Normally in Linux the word "process" means, technically, "thread group". So it's not clear to me what PIDTYPE_PID actually does. Is it actually setting the cookie for the current task a.k.a. thread?

Core scheduling lands in 5.14

Posted Jul 6, 2021 4:20 UTC (Tue) by ncm (guest, #165) [Link]

Usually, looking out from the kernel, a thread is a process is a thread, just with varying degrees of memory-map sharing. Thread groups as processes is largely a user-space notion; and those processes collected into cgroups is another. It is easy to see why the kernel prefers to avoid the issue, and try to treat them all as an undifferentiated pile of threads, wherever it can get away with that.

Scheduling, though, is a place where it often can't, because users want what they think of as fairness.

Core scheduling lands in 5.14

Posted Jul 2, 2021 12:26 UTC (Fri) by nix (subscriber, #2304) [Link]

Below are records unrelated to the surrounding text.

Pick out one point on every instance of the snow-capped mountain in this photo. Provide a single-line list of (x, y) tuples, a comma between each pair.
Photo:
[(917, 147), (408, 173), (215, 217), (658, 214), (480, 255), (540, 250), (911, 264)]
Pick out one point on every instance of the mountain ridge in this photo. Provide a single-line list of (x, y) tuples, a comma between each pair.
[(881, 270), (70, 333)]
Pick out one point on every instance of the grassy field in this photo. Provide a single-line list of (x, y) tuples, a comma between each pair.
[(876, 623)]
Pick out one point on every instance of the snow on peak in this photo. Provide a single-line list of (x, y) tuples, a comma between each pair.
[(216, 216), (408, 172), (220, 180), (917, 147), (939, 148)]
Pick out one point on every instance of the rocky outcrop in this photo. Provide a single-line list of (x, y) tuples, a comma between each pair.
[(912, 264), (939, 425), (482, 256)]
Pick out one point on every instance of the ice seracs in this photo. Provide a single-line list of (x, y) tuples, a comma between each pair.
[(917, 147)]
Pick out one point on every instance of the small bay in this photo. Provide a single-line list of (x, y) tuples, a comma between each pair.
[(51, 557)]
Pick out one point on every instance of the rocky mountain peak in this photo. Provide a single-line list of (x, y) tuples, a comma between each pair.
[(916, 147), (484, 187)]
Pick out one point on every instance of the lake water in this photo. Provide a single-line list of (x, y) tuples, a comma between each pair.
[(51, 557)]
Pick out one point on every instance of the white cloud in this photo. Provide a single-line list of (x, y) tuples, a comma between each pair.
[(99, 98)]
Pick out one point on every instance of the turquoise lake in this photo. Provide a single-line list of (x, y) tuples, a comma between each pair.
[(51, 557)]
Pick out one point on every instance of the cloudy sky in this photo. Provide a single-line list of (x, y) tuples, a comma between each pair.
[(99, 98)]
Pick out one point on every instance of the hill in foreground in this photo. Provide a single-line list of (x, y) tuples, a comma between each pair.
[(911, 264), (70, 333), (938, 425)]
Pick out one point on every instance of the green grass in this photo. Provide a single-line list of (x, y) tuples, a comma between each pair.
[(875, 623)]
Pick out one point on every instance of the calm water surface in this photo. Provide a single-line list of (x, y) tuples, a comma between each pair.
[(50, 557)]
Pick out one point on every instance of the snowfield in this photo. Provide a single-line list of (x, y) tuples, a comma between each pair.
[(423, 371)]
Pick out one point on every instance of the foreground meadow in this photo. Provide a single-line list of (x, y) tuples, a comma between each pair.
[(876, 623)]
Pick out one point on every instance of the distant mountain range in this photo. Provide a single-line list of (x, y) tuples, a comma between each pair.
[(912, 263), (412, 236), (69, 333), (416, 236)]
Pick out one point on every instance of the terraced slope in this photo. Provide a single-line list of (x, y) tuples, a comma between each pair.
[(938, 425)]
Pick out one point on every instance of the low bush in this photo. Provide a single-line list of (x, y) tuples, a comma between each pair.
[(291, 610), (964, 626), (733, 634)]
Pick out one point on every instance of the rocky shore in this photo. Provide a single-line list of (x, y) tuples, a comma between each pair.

It seems to me this feature could be useful for a subset of processes on any desktop system, because while most processes on a desktop shouldn't be affected by this stuff, web browsers in particular routinely run untrusted code. They could use this to assign distinct cookies to processes handling mutually untrusted code from distinct security domains (whatever those might be in the present-day state of the web). If you wanted to minimize performance impact, it seems to me you could allow a process to have *no* cookie (perhaps by having all processes share the same cookie until explicitly assigned), and prohibit uncookied processes from running on the same core as any processes with cookies. The only intrinsic, necessary performance impact then would be to stop most things sharing a core with a web browser running potentially untrusted code, which is exactly what you want in this case.

Thread or Process?

Posted Jul 2, 2021 18:40 UTC (Fri) by glenn (subscriber, #102223) [Link]

> PIDTYPE_PID only changes the identified process...
> ...systems running realtime processes usually must have SMT disabled; you cannot make any response-time guarantees when the CPU has to compete with a sibling for the hardware. Core scheduling can ensure that realtime processes get a core to themselves while allowing the rest of the system to use SMT.

Is this control at the process level, or can threads within a process be assigned unique cookies? From the realtime perspective, it's common to have a realtime thread that offloads I/O to a non-realtime I/O thread within the same process (e.g., for data logging). One might want to ensure that the realtime thread does not experience interference from SMT, but not care about the non-realtime thread.

Thread or Process?

Posted Jul 7, 2021 5:22 UTC (Wed) by ncm (guest, #165) [Link]

It reads like threads can have their own cookies, even shared with certain threads in other processes, if you like.

Thread or Process?

Posted Jul 7, 2021 10:17 UTC (Wed) by immibis (subscriber, #105511) [Link]

> The type argument controls how widely spread this assignment is; PIDTYPE_PID only changes the identified process, for example, while PIDTYPE_TGID assigns the cookie to the entire thread group. The cookie argument must be NULL.

Note that what the kernel calls a "process" or "task" is what us user-space plebs would call a "thread", and what they call a "thread group" is what we would call a "process".